Retired from tech industry here in the heart of Silicon Valley. Long career with start up companies and building teams. Racing sailboats since the 90’s. Learned to sail here on SF Bay. “if you can sail here, you can sail anywhere”
Addicted to racing. Love one design, around the buoy type racing.
Originally from Kansas City… moved here for tech jobs and never looked back. When I moved here, I had been a rock climber/mountaineer for many years… all over the Rockies and west coast with a couple trips to Nepal. Here for a few years and my climbing partner got distracted by Law school so I did a lot of solo trips.
35 years ago, when he graduated from Law school, I thought ” Great! Got my partner back!” but he went out and bought a sailboat. I was bummed.
He needed rail meat for a race out of Coyote Point so I showed up knowing nothing… in my normal climbing clothes (nylon running shorts and a t-shirt). SF Bay handed me a very cold lesson. But, sailing is an engineer’s conundrum… how does this work?
I learned to sail racing that little Cal 25 that was falling apart on SF Bay in high winds.
“In the early 90’s I bought a J/35 which I campaigned out of South Beach harbor and joined South Beach Yacht Club.
I learned to sail racing that little boat that was falling apart on SF Bay in high winds.
Then life and startups got in the way… sold the J/35 but sailed on Other People’s Boats. In general OPB is much more accessible. I joined a crew on a J/120 where we sailed for 10 years and developed a very tight team… the owner sold that and bought a J/111 which we sailed for another 9 or so years. Then the owner downsized to a Knarr (Norwegian classic looking boat about 30 feet long)
In 2019 I came home from Rolex Big Boat Series after a windy race week on the J/111. My wife says: “You gotta get an easier job on the boat… this one requires younger people?” I said “I already had the easy job”… she said “you need to drive the boat! ” I said “whose boat?” She said “Get your own.”
So, in January of 2020 I bought a J/88. 2020 was a rough sailing year but when the world started to turn back on, the one design fleets started racing again. The J/88 fleet in the bay area is 10 boats including the two new boats that showed up last year. We sail all the One Design regattas pretty much matching the huge J/105 Fleet here in the bay… there are probably 35-40 J/105s here.
The J Stop Regatta hosted by SBYC annually just happened this last weekend. Fun racing, ~ 30 boats… unusually light wind for June with a huge cross current. Fantastic strategic and tactical maneuver challenges (one event for us was when we passed “Split Water” on the reach and ended up about 1ft from them running up our butts!).

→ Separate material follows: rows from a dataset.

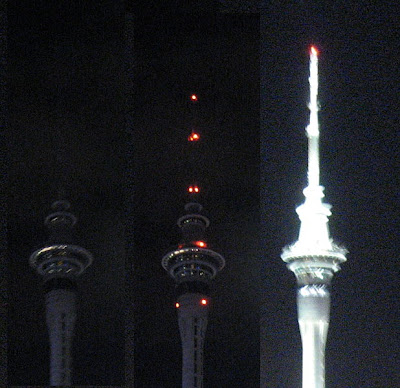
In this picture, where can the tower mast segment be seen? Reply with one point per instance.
(193, 265)
(314, 257)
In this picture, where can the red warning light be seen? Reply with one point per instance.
(200, 244)
(313, 50)
(194, 136)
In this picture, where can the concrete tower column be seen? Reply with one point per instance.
(314, 257)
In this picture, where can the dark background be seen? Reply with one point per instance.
(97, 103)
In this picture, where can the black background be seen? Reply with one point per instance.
(109, 94)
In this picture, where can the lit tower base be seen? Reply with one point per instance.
(193, 265)
(314, 258)
(60, 263)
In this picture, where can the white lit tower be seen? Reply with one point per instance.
(60, 262)
(193, 264)
(314, 257)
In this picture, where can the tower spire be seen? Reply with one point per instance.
(193, 264)
(313, 126)
(314, 257)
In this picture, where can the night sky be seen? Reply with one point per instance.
(98, 105)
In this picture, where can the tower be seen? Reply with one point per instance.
(192, 264)
(60, 263)
(314, 257)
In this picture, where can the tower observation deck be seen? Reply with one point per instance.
(192, 265)
(314, 257)
(60, 263)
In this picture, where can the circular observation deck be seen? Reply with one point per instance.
(61, 260)
(192, 263)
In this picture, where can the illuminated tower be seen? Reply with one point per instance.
(314, 257)
(192, 264)
(60, 263)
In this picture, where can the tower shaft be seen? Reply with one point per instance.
(313, 304)
(60, 317)
(192, 317)
(314, 257)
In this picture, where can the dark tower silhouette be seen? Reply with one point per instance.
(60, 262)
(192, 264)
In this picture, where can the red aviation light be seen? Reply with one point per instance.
(313, 50)
(194, 189)
(200, 244)
(194, 136)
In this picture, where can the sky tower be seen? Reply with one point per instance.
(60, 263)
(314, 257)
(193, 265)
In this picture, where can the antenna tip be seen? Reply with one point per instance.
(313, 50)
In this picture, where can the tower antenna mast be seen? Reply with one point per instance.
(314, 257)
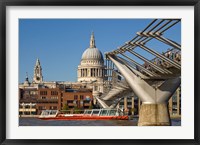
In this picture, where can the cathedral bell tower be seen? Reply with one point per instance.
(37, 78)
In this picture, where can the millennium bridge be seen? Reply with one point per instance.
(154, 80)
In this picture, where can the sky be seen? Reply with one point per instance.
(60, 43)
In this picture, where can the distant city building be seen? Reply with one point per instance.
(92, 82)
(37, 78)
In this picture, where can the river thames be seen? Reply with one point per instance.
(37, 122)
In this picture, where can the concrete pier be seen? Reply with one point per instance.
(154, 115)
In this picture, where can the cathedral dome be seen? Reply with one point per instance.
(92, 53)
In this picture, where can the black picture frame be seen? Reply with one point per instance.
(5, 3)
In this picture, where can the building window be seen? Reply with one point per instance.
(53, 107)
(54, 93)
(43, 92)
(43, 97)
(54, 97)
(81, 97)
(42, 107)
(75, 97)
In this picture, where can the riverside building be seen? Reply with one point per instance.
(92, 76)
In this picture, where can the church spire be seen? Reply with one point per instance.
(92, 41)
(26, 76)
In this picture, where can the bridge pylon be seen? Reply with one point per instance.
(154, 94)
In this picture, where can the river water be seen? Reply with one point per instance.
(37, 122)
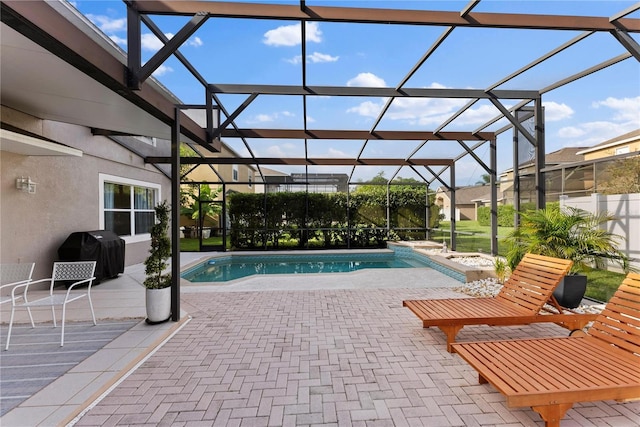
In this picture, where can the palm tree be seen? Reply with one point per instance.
(567, 233)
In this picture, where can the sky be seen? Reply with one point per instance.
(589, 111)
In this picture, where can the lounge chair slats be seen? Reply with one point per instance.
(519, 302)
(551, 374)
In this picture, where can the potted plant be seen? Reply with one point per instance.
(568, 233)
(158, 281)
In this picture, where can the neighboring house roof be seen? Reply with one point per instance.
(272, 172)
(622, 139)
(469, 195)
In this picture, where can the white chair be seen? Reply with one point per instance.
(79, 272)
(12, 275)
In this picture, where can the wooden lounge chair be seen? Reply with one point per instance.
(552, 374)
(520, 301)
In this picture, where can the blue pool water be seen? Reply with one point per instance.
(234, 267)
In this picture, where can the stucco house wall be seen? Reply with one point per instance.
(67, 198)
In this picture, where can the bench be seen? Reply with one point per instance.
(521, 301)
(552, 374)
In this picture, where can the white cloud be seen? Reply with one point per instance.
(295, 60)
(317, 57)
(118, 40)
(162, 70)
(367, 80)
(367, 109)
(624, 116)
(291, 35)
(108, 25)
(625, 109)
(195, 42)
(282, 150)
(476, 116)
(151, 42)
(554, 112)
(334, 152)
(269, 118)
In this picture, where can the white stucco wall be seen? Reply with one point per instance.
(626, 209)
(33, 226)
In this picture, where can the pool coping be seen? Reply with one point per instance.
(442, 260)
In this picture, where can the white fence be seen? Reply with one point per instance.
(626, 209)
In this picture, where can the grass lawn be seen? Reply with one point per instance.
(193, 245)
(601, 284)
(472, 237)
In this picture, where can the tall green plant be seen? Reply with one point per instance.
(567, 233)
(160, 250)
(195, 199)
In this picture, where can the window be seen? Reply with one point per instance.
(127, 207)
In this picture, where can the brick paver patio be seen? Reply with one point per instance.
(326, 357)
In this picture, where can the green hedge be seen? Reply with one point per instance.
(300, 219)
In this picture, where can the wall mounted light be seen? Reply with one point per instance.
(26, 185)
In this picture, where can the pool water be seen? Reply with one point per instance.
(234, 267)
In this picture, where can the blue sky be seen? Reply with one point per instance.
(586, 112)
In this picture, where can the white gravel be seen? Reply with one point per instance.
(490, 287)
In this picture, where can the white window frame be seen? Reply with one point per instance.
(112, 179)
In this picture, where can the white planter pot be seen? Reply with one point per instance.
(158, 304)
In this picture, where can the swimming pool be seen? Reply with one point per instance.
(226, 268)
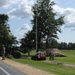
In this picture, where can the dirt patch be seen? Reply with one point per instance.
(29, 70)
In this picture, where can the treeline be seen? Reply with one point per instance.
(66, 46)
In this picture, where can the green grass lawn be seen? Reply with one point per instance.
(70, 59)
(52, 68)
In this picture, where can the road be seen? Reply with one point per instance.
(9, 70)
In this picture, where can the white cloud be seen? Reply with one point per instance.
(23, 10)
(7, 3)
(69, 14)
(22, 30)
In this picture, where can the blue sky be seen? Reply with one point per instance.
(20, 14)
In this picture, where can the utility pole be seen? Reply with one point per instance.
(36, 29)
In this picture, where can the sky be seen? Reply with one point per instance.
(20, 14)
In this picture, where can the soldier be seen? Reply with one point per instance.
(3, 52)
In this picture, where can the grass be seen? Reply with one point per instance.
(52, 68)
(70, 59)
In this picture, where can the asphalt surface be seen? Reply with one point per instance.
(9, 70)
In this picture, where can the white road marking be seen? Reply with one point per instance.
(4, 71)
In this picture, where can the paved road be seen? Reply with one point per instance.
(9, 70)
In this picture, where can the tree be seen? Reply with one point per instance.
(48, 25)
(6, 36)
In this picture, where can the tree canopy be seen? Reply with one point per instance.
(6, 36)
(48, 24)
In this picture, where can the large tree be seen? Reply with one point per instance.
(48, 24)
(6, 36)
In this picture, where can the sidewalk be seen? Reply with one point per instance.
(59, 63)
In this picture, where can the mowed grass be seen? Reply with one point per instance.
(69, 59)
(52, 68)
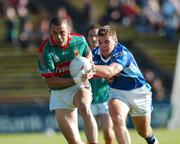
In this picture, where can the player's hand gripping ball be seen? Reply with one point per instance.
(80, 64)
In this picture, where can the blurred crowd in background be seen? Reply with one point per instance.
(27, 23)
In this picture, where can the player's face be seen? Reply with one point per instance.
(92, 38)
(106, 45)
(60, 33)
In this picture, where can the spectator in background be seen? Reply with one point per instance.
(100, 91)
(12, 26)
(67, 94)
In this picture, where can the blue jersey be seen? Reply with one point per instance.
(130, 77)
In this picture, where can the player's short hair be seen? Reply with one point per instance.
(58, 21)
(107, 31)
(91, 27)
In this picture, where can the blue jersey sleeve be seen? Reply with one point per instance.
(122, 58)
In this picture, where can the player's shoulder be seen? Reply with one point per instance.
(78, 37)
(96, 51)
(43, 45)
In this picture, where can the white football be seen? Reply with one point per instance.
(79, 64)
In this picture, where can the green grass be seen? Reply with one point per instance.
(165, 136)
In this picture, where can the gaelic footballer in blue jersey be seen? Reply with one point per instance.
(129, 91)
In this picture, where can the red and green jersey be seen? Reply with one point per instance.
(100, 90)
(54, 60)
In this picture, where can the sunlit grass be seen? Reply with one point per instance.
(165, 136)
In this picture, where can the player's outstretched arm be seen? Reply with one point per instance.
(107, 71)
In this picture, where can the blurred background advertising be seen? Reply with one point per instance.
(149, 28)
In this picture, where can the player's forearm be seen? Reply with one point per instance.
(56, 82)
(103, 71)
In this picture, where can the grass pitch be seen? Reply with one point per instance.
(165, 136)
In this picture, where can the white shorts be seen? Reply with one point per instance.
(63, 99)
(100, 108)
(139, 100)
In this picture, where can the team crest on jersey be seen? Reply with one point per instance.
(56, 58)
(118, 54)
(76, 53)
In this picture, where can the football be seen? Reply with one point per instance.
(79, 64)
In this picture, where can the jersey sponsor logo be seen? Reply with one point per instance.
(62, 68)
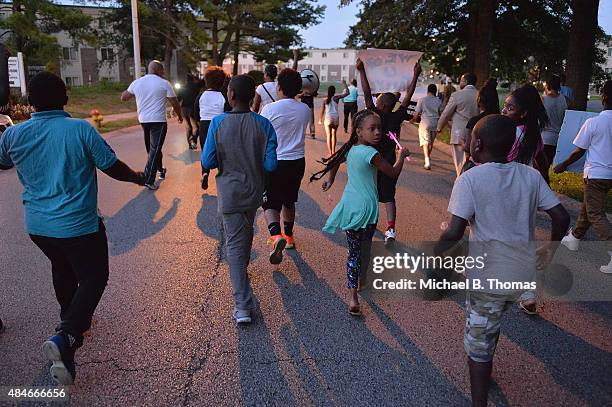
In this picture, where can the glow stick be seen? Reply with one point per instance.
(393, 137)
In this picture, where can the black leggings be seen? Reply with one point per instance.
(350, 108)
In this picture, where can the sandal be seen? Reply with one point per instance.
(530, 309)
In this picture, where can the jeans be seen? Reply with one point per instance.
(155, 134)
(350, 108)
(193, 126)
(593, 210)
(238, 231)
(79, 266)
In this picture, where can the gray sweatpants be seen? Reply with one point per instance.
(238, 232)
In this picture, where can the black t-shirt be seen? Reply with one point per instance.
(390, 122)
(189, 93)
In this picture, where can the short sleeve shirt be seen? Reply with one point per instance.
(151, 93)
(595, 136)
(500, 202)
(390, 122)
(267, 92)
(56, 159)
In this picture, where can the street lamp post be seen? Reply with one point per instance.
(136, 38)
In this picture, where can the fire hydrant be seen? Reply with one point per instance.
(97, 118)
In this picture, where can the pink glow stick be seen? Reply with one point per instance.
(393, 137)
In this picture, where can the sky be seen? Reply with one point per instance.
(333, 29)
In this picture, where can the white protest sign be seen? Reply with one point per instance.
(572, 122)
(389, 70)
(16, 69)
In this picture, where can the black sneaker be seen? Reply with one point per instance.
(59, 349)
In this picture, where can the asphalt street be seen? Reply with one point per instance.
(163, 332)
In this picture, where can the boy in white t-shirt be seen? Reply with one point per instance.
(428, 108)
(594, 139)
(499, 199)
(266, 92)
(151, 92)
(289, 118)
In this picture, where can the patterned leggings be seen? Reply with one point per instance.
(359, 244)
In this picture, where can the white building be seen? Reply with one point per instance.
(332, 65)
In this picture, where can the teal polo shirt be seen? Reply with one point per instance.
(56, 158)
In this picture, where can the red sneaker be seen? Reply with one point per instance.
(278, 243)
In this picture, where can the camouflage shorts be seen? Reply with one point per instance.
(483, 315)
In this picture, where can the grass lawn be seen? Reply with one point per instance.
(569, 183)
(118, 124)
(103, 96)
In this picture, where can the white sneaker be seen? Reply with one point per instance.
(390, 235)
(570, 241)
(607, 269)
(242, 316)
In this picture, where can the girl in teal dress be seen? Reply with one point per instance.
(357, 211)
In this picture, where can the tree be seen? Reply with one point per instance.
(581, 49)
(31, 24)
(517, 40)
(265, 28)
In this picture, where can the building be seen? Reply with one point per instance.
(82, 64)
(332, 65)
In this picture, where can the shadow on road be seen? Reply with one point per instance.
(135, 222)
(338, 359)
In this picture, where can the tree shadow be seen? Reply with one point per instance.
(135, 222)
(187, 157)
(257, 359)
(340, 361)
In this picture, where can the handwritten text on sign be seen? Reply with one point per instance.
(389, 70)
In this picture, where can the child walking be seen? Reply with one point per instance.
(428, 108)
(210, 104)
(242, 144)
(502, 226)
(357, 212)
(330, 116)
(390, 122)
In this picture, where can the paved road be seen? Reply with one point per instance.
(163, 334)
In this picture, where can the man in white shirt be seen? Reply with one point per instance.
(289, 118)
(461, 107)
(266, 92)
(594, 139)
(151, 92)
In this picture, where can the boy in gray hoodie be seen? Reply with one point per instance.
(242, 145)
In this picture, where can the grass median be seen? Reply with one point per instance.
(104, 96)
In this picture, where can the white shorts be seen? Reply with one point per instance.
(332, 120)
(426, 136)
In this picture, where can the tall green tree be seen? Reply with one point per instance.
(31, 24)
(518, 40)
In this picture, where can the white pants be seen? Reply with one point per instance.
(458, 158)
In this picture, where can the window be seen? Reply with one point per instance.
(73, 81)
(69, 53)
(107, 54)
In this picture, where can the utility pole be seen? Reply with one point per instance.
(136, 38)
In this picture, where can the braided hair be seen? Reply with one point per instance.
(528, 98)
(340, 156)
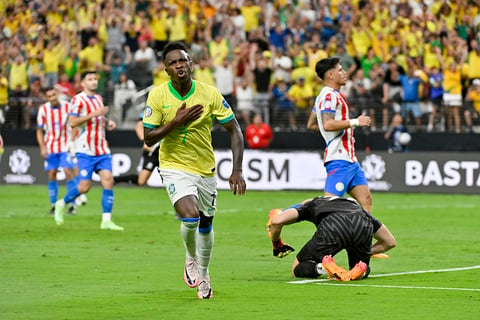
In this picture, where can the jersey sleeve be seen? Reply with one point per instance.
(76, 107)
(221, 109)
(328, 103)
(152, 115)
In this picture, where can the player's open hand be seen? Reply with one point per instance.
(364, 121)
(186, 115)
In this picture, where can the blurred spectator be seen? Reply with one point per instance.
(301, 94)
(368, 61)
(436, 96)
(158, 24)
(376, 106)
(34, 52)
(245, 99)
(34, 100)
(452, 96)
(52, 58)
(258, 134)
(284, 109)
(92, 55)
(71, 64)
(360, 94)
(282, 66)
(3, 96)
(145, 62)
(117, 63)
(115, 34)
(225, 81)
(397, 142)
(472, 98)
(176, 22)
(411, 100)
(64, 88)
(252, 14)
(123, 93)
(159, 74)
(204, 71)
(262, 73)
(392, 87)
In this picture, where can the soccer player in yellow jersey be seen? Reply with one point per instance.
(180, 113)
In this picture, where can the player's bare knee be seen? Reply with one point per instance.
(206, 223)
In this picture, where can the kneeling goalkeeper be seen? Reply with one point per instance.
(341, 224)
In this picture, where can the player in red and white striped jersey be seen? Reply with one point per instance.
(87, 113)
(344, 174)
(53, 137)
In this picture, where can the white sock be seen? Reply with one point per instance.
(188, 231)
(205, 246)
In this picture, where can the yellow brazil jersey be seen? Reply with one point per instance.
(189, 147)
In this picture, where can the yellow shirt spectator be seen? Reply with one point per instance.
(157, 25)
(218, 50)
(452, 81)
(52, 58)
(177, 28)
(301, 94)
(204, 74)
(473, 65)
(3, 91)
(250, 13)
(361, 41)
(304, 72)
(93, 55)
(18, 75)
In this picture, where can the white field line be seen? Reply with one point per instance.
(326, 281)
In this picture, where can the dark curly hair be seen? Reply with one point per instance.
(324, 65)
(173, 46)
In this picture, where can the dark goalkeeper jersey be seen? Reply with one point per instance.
(320, 207)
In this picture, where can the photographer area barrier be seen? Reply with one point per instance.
(425, 172)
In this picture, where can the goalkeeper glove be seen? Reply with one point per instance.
(281, 249)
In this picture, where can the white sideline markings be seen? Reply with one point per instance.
(326, 281)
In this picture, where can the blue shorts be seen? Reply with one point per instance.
(413, 107)
(58, 160)
(343, 176)
(89, 164)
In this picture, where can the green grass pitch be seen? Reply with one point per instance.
(77, 271)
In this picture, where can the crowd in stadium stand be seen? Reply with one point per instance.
(418, 58)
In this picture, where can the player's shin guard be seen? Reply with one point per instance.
(188, 231)
(306, 269)
(71, 184)
(53, 191)
(71, 195)
(205, 244)
(107, 200)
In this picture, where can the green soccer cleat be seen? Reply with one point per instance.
(59, 212)
(110, 225)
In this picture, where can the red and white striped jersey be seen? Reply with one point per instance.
(339, 144)
(54, 122)
(91, 139)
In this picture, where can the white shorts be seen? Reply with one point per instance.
(452, 100)
(179, 184)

At this point, I have a great team… a couple who have sailed with me for 20 odd years… but more fun than that are all the women who are getting integrated into the team. My main competitive team is 3 women and 4 men. My Friday Night Series team is generally 2 men and 5-6 women. I am training up the women for the annual SBYC Red Bra Regatta in September. Last year’s team won their division on my J/88… “Butcher”.
So… J/boats racing is fantastic, competitive and occasionally brutal in San Francisco Bay winds. It is easy to get addicted to.